In my tradition, we begin the observation of Lent with Ash Wednesday. The palm leaves that had been used at the last Palm Sunday had been placed behind a cross where slowly they have turned from green to brown as they dried. The leaves are then burned to produce ashes. They have gone from triumph to death and finally to ash. At the end of the Ash Wednesday service, we will go forward to the pastor. He will place his thumb in the ashes and use them to mark our foreheads with the sign of the cross. As he applies the ashes he will say, “Remember Man that you are dust and unto dust you shall return.”
We’re all going to die. Or, as a friend of mine likes to say, “No one gets out of here alive…”
Sometimes, I think we need to be reminded that death is inevitable and that life is transient. For some, Ash Wednesday is a yearly reminder and Lent, the forty days before Easter, allows us time for reflection. Perhaps we need this time, year by year to consider our own mortality. When we are younger, it is always the “other person” who is going to die, not us. As we get older, the question becomes, “who next”? Then, finally, it’s our turn.
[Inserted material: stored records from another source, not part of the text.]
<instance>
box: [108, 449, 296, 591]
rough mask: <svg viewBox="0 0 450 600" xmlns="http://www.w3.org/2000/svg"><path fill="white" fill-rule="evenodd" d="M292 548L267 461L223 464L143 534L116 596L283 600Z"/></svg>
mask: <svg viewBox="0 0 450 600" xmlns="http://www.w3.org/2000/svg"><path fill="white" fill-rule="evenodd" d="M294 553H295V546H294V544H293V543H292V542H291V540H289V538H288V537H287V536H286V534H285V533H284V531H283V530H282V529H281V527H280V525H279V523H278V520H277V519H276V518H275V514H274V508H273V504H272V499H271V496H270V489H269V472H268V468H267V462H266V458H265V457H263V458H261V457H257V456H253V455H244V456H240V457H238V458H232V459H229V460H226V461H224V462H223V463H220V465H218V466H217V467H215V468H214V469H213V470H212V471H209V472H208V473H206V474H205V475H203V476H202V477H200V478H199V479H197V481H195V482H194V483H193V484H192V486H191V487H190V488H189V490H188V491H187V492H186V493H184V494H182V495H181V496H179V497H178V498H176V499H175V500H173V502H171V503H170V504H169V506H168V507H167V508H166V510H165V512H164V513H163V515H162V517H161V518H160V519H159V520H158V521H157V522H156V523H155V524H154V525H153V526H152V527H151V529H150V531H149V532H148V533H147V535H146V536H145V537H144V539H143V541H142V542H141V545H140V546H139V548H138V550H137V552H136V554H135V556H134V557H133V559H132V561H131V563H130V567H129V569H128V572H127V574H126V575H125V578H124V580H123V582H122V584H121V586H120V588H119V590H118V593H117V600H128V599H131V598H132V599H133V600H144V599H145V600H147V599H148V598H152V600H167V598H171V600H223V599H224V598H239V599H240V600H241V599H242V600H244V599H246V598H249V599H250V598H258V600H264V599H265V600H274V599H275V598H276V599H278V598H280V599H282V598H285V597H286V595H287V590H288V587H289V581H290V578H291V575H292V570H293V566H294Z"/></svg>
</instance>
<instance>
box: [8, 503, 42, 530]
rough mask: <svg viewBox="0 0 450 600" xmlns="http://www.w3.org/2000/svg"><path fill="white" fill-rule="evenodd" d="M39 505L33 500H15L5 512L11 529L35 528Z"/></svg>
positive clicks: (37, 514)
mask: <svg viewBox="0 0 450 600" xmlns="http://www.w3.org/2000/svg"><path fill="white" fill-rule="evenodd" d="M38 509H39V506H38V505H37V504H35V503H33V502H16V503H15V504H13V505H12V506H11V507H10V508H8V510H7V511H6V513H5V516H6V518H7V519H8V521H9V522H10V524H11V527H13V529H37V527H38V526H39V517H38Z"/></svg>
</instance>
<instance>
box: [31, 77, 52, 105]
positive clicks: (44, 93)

I’d like to be able to tell you exactly what happens when we die, but I can’t. All I know for certain is the assurance that to be “absent from the body” is to “be present with the Lord”. I’m reasonably assured that there will be a last judgement, but apart from that I find myself unwilling to speculate about “the furniture of heaven or the temperature of hell”. I trust that we may be transformed, that our bodies may become like Christ’s glorious body, but how that happens, or what exactly that body will be, I really cannot say. In the end, all we may know for certain is that we will be with Christ and, we assume, with those who have gone before us in the faith; that God will subject all things to himself, that “God may be all in all” and that the last enemy to be destroyed will be death itself.
To be with Christ, to be with the Church, to receive Christ’s own glorious body, to be lost in wonder, love and praise – that is what awaits us. It is also, however, the reality that I believe Christ wishes us to live out in the here and now. Or, put in more evangelical language, eternal life doesn’t start when you die, it starts when you come to know Christ. If we truly believe that, however, it may mean resetting some of our priorities and a season such as Lent provides an opportune time. This Lent we might recognize that those issues that divide us are of little consequence in the light of eternity. This Lent it might compel us to realize that the politics of the moment, whether left or right, while of seeming importance, pale into insignificance.
This Lent, we might realize that what is important is to love Christ and to love one another… and, this Lent, we don’t have to wait until we die.